There are two further points to be made about ‘stop’ sexual harassment orders. First, a person who has brought such an application to the FWC must not make a Court application for sexual harassment (such as under the Sex Discrimination Act 1984 (Cth)) unless certain requirements are met.
Second, if the parties agree to the FWC arbitrating the dispute on sexual harassment, before the FWC decides to make (or not make) a stop sexual harassment order, the employee cannot later make a sexual harassment Court application.
There is also a limitation on bringing an application to the FWC in circumstances where the complainant already lodged a complaint with the Australian Human Rights Commission unless that complaint is withdrawn or failed for want of jurisdiction.

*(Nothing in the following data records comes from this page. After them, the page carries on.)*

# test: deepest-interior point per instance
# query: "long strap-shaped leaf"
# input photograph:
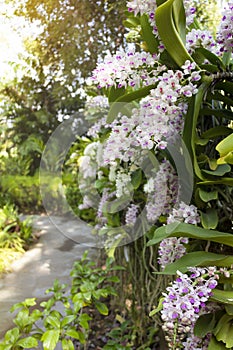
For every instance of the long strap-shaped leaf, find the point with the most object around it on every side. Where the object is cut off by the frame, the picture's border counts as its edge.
(189, 133)
(188, 230)
(169, 18)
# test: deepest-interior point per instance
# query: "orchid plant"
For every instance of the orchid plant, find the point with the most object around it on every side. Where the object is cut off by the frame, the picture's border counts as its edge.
(161, 161)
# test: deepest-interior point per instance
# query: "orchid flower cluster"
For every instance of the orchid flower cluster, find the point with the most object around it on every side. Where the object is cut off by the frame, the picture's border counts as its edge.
(118, 149)
(173, 248)
(184, 301)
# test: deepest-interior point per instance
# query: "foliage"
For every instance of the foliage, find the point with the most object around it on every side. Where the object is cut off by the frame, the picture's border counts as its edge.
(15, 236)
(91, 286)
(24, 191)
(122, 179)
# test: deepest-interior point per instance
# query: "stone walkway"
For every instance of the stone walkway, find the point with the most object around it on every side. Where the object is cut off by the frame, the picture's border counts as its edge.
(61, 243)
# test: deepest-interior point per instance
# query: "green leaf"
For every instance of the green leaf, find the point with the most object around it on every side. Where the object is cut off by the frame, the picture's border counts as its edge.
(207, 196)
(215, 345)
(204, 325)
(27, 343)
(217, 96)
(53, 321)
(189, 133)
(83, 320)
(120, 104)
(224, 330)
(168, 28)
(222, 296)
(209, 219)
(12, 335)
(102, 308)
(187, 230)
(199, 258)
(210, 56)
(225, 146)
(5, 346)
(26, 303)
(50, 339)
(223, 113)
(221, 170)
(148, 36)
(116, 205)
(67, 344)
(67, 319)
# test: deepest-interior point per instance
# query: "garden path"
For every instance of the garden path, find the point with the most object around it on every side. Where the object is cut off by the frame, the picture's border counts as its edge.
(61, 242)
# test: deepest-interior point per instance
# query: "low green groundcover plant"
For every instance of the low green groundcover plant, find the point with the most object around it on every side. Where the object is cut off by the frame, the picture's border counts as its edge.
(41, 323)
(15, 236)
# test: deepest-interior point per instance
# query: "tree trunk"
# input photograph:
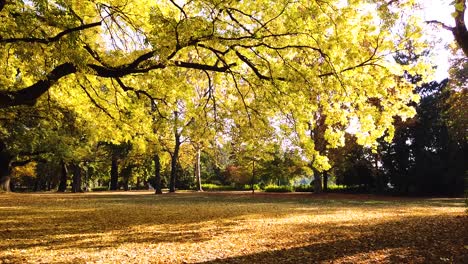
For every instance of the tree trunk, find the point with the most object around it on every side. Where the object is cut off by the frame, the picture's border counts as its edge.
(5, 169)
(126, 173)
(174, 158)
(325, 181)
(63, 177)
(317, 182)
(175, 155)
(198, 171)
(253, 177)
(157, 169)
(76, 185)
(5, 183)
(114, 172)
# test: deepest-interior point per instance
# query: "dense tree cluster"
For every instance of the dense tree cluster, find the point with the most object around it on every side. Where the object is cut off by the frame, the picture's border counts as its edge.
(120, 94)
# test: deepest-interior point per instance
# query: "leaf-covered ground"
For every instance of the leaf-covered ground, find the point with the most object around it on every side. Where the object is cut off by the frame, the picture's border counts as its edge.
(139, 227)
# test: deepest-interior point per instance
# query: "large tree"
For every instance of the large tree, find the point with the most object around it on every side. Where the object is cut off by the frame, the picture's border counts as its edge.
(323, 64)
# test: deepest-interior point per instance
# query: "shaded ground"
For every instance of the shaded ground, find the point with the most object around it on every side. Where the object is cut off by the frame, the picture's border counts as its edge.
(139, 227)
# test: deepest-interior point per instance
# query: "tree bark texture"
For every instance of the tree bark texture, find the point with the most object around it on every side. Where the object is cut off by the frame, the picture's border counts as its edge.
(114, 173)
(157, 170)
(76, 185)
(63, 177)
(198, 170)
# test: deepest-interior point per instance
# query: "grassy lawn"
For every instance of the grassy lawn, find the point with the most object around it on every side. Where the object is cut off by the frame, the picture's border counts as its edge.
(139, 227)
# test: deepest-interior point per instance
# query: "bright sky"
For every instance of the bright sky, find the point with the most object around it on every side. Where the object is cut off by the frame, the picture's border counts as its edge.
(440, 10)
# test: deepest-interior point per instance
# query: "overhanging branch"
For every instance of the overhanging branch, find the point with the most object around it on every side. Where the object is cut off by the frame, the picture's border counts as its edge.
(52, 39)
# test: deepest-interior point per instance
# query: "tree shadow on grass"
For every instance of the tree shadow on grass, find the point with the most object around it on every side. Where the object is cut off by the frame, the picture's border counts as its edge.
(109, 220)
(433, 239)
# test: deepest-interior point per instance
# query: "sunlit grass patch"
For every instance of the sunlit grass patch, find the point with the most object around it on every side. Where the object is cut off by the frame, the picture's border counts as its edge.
(139, 227)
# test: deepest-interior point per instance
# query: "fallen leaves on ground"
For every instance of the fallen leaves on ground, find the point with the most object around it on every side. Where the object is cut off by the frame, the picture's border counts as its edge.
(139, 227)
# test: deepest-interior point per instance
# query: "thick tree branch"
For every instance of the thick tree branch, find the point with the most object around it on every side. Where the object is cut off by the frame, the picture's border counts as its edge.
(50, 40)
(204, 67)
(29, 95)
(460, 31)
(443, 25)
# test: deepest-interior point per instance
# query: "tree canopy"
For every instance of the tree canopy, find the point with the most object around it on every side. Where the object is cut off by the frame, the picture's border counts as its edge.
(308, 70)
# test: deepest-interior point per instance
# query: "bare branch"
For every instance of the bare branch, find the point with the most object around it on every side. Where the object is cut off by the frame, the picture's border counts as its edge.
(50, 40)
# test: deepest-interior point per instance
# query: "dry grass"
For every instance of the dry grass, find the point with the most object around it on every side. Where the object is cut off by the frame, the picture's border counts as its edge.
(139, 227)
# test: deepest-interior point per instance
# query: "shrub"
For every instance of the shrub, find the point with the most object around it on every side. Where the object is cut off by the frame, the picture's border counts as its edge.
(275, 188)
(100, 189)
(214, 187)
(248, 187)
(304, 188)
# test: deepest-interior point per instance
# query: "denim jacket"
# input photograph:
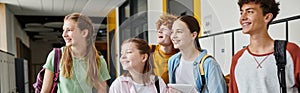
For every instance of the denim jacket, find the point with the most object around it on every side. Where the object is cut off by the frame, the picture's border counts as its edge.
(215, 82)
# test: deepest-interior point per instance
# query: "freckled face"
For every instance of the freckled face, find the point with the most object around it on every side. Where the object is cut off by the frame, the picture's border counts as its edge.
(181, 35)
(252, 18)
(71, 34)
(131, 59)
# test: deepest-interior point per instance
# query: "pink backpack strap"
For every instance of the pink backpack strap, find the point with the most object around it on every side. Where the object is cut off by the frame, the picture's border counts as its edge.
(57, 56)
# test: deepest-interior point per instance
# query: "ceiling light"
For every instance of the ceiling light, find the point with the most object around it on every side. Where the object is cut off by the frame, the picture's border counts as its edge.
(38, 29)
(54, 24)
(33, 25)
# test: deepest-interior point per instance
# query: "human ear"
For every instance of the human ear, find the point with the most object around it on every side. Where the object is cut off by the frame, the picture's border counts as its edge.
(268, 17)
(85, 33)
(195, 34)
(145, 57)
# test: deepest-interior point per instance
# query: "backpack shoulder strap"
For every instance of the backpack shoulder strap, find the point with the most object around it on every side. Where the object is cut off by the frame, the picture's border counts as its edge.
(202, 73)
(57, 55)
(280, 56)
(157, 84)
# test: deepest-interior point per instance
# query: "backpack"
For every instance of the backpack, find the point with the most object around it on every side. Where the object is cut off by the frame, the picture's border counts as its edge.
(202, 73)
(40, 77)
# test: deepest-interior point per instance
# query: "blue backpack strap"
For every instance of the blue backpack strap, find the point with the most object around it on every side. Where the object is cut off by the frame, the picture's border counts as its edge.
(280, 56)
(201, 70)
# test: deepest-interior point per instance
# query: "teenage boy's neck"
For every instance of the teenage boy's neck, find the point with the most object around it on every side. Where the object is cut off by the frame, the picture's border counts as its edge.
(261, 44)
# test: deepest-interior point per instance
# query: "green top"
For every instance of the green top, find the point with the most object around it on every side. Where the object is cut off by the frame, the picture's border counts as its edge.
(78, 82)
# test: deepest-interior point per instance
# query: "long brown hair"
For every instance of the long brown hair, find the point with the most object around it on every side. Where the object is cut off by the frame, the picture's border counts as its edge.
(83, 23)
(143, 48)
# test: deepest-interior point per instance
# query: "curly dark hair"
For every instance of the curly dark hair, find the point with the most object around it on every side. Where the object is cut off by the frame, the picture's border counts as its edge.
(268, 6)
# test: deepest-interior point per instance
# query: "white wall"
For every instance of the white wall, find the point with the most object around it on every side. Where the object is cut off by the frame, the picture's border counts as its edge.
(3, 37)
(155, 8)
(224, 16)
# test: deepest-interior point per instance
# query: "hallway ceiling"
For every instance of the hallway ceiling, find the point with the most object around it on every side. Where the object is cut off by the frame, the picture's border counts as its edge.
(42, 19)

Various States have implemented legislation promoting equal opportunity. Section 24 of the Equal Opportunity Act 1984 (WA) prohibits sexual harassment against another employee. If an employee engages in sexual harassment, this triggers three major consequences.
First, as in related legislation and as a starting position, an employer is vicariously liable for the sexual harassment of its employees. In this event, the employer’s only defence is to have taken “all reasonable steps” to prevent the harassing employee from committing sexual harassment.

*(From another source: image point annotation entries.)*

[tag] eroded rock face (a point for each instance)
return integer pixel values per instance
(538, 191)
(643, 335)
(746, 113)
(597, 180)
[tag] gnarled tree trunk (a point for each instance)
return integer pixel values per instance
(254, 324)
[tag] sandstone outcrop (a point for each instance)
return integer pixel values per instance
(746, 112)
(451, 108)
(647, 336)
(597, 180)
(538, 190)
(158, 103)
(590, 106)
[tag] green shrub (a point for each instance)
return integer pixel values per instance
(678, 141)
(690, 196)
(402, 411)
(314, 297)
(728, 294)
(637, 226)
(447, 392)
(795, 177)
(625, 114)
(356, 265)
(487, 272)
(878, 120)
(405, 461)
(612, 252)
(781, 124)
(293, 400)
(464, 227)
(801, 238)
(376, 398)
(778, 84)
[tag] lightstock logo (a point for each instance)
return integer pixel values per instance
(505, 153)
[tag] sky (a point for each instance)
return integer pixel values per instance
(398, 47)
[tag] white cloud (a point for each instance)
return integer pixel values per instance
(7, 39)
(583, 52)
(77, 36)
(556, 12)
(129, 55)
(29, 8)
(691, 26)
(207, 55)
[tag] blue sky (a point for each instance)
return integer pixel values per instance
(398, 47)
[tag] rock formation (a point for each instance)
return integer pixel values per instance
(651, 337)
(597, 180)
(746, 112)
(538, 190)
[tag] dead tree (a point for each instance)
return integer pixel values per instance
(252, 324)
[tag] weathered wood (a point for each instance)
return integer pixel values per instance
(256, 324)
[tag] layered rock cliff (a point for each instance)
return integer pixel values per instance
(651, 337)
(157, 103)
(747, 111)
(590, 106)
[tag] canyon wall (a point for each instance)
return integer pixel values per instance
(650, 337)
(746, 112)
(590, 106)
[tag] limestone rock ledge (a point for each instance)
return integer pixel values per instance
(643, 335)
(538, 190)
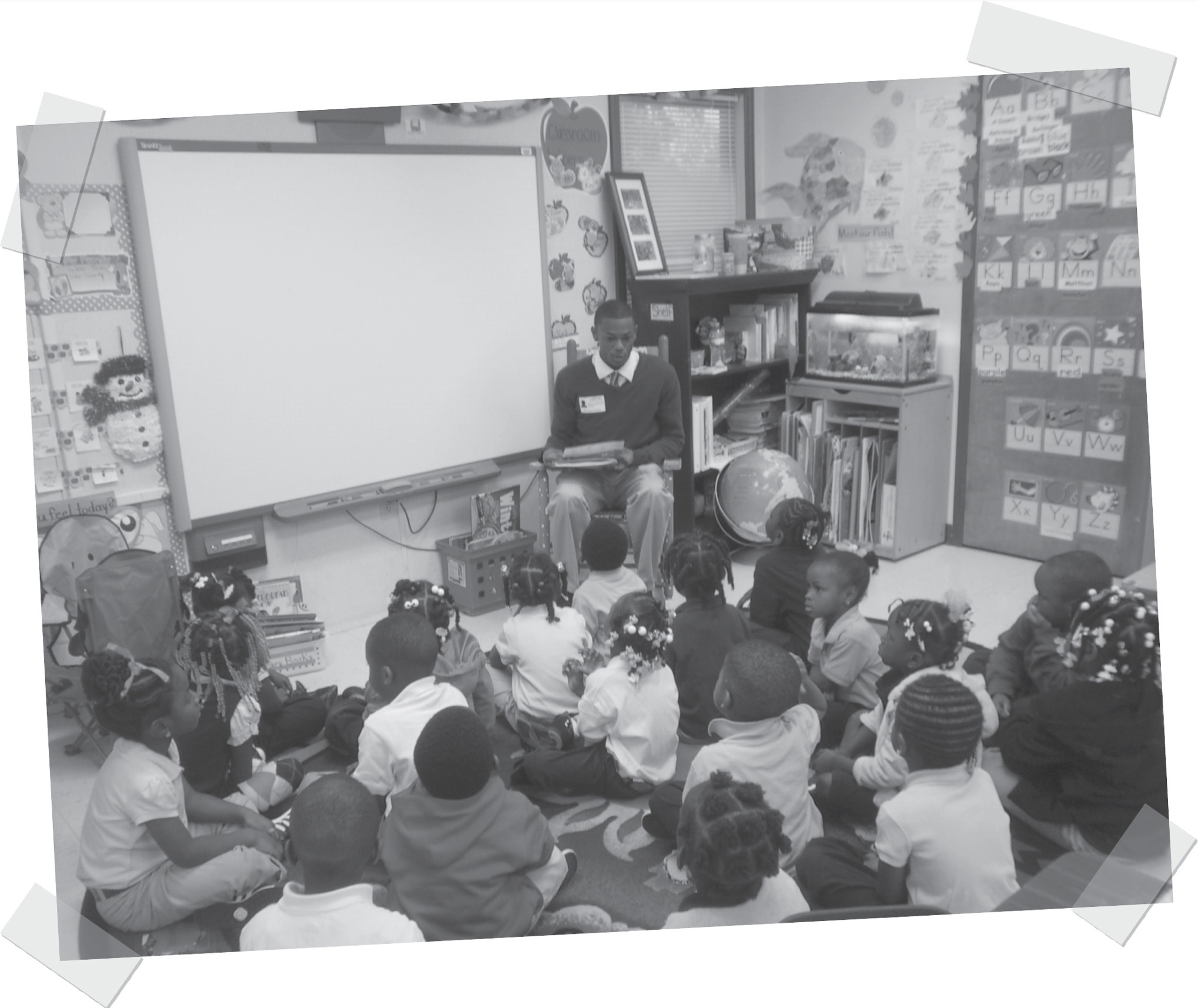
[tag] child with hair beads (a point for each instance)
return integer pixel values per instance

Second, if vicarious liability is established, the Equal Opportunity Commission can require the employer to pay the complainant up to $40,000 in compensation or make other similar orders.
Third, under section 160 of this Act, a person who causes, instructs, induces, aids, or permits another person to engage in sexual harassment – is taken to have engaged in sexual harassment. This provision could be enlivened where an employee engaged in sexual harassment, and the company director was aware of and disregarded such conduct.
All States and Territories have implemented legislation that places obligations on a person conducting a business or undertaking (PCBU) to ensure the workplace is without risks to the health and safety of any person. In WA it is regulated by section 19 and 20 of the Work Health and Safety Act 2020 (WA).
Question: To what extent must an employer ensure compliance with this duty?
Answer: In short, this compliance must extend “as far as is reasonably practicable.”
Regarding this duty, sexual harassment is impliedly prohibited, as part of the obligation to provide a safe workplace.
If a company significantly breaches this duty, Worksafe may initiate a prosecution, for which significant fines may be payable. The maximum fine for breach of a health and safety duty depends on if this is a ‘Category 1’, ‘Category 2’, or ‘Category 3’ offence. If a Category 2 offence is committed – a breach which exposes an individual to a risk of harm to the individual’s health – the maximum fine for a company is $1,800,000. Likewise, the maximum fine for an individual member of company management is $350,000.
There are two further points regarding the obligation to provide a safe workplace.
First, a company, a director, or employee cannot be indemnified by any insurance policy regarding prosecutions or fines made under the Work Health and Safety Act 2020 (WA).
Second, since this Act become operative from 31 March 2022, Worksafe has signalled an intention to prosecute employers for alleged unsafe workplaces concerning sexual harassment. On this point, in February 2023, Worksafe laid charges against Fortescue Metals Groups for failure to supply documentation in response to alleged sexual harassment.
To repeat, employers face collateral sources of risk from sexual harassment at work. Given this, ECA Legal encourages employers to review their sexual harassment policies, implementation, and associated procedures for mitigating the above risks.